Galán respalda las medidas de la UE para luchar contra el encarecimiento de los precios de la energía

El presidente de Iberdrola ha dado a entender que es un plan más lógico y eficaz que el que ha diseñado el Gobierno español

MANU ALVAREZ Bilbao

El presidente de Iberdrola, Ignacio Galán, ha dado por buenas las medidas que ha anunciado la Comisión Europea para combatir el encarecimiento de los precios de la energía, que ha asumido sin crítica alguna. Galán ha hecho estas declaraciones en el transcurso de una conferencia que ha pronunciado en Bilbao, en una jornada organizada por la Alumni de la Deusto Business School.

El presidente de Iberdrola ha desgranado las importantes diferencias que existen entre las medidas que ha diseñado la Comisión Europea para intervenir en el mercado de la energía, frente a la iniciativa del Gobierno español. Así, ha puesto el acento en recordar que la UE quiere gravar los «beneficios extraordinarios» y no la simple facturación -que luego está sometida a la presión del aumento de gastos-, como quiere el Ejecutivo de Pedro Sánchez; también que la recaudación especial vaya destinada a ayudar a los consumidores de forma directa y no sea una recaudación que entra en la caja común de los presupuestos públicos, al tiempo que se fijan unos precios máximos para las tecnologías renovables «en 180 euros el megavatio, frente a los 67 de España».
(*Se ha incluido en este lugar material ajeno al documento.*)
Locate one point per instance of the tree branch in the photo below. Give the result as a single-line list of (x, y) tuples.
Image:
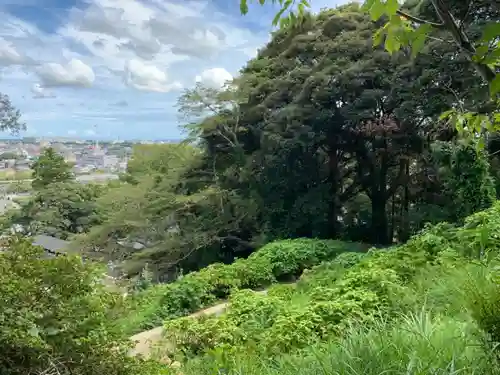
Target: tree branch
[(419, 20)]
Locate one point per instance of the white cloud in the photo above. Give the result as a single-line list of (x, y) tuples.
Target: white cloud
[(148, 77), (40, 92), (214, 78), (9, 55), (152, 46), (73, 73)]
Ha insistido en que los «beneficios extraordinarios son el producto de la actuación de los países productores y en especial de Rusia y de las empresas del sector de los combustibles fósiles, que están teniendo unos resultados boyantes». Frente a ello ha llamado la atención sobre el recorte de resultados de las eléctricas en España y en el hecho de que algunas grandes compañías europeas de electricidad -en Francia y Alemania- están teniendo que ser rescatadas por sus estados para evitar la quiebra.

En su opinión, el precio del gas es el que está distorsionando en este momento todo el esquema de costes de la energía eléctrica para asegurar que compañíaS como Iberdrola son los grandes perjudicados de esta situación. «Nosotros tenemos que comprar gas para convertirlo en electricidad. Además tenemos una gran parte de la electricidad vendida a precios fijos y de largo plazo y cuando no tenemos suficiente, porque por ejemplo no sopla el viento, nos vemos obligados a comprar la electricidad muy cara en el mercado. Esta situación es la que está generando un recorte de los resultados de las eléctricas en Europa y para algunas empresas dificultades serías».

Ha abogado por acelerar la transición energética para buscar «la autosuficiencia energética de Europa». Un camino que, ha explicado, se puede conseguir «acelerando la transformación con más renovables y almacenamiento». Una estrategia que, ha insistido, «permite desarrollar tecnología propia e industria. Tenemos tecnología, tenemos capacidades y tenemos capital. Solo nos faltan esquemas incentivadores adecuados para llevarlo a cabo».

Galán ha criticado la maraña burocrática y las dificultades de todo tipo que se establecen para permitir la apertura de parques de producción renovable de electricidad, lo que lleva a que se retrase más de siete años la puesta en funcionamiento de una instalación. «Hay que simplificarlo -ha señalado- porque necesitamos acelerar ese proceso». De cara al futuro ha alertado sobre el hecho de que la tecnología del hidrógeno va a requerir «ingentes inversiones y el dinero irá allí donde pueda obtener un marco de incentivos más adecuados». Así, por ejemplo, ha indicado que en Estados Unidos ya se puede obtener una ayuda de «tres dólares por cada kilo de hidrógeno que se produzca», mientras que en Europa no se ha diseñado todavía un marco de este tipo.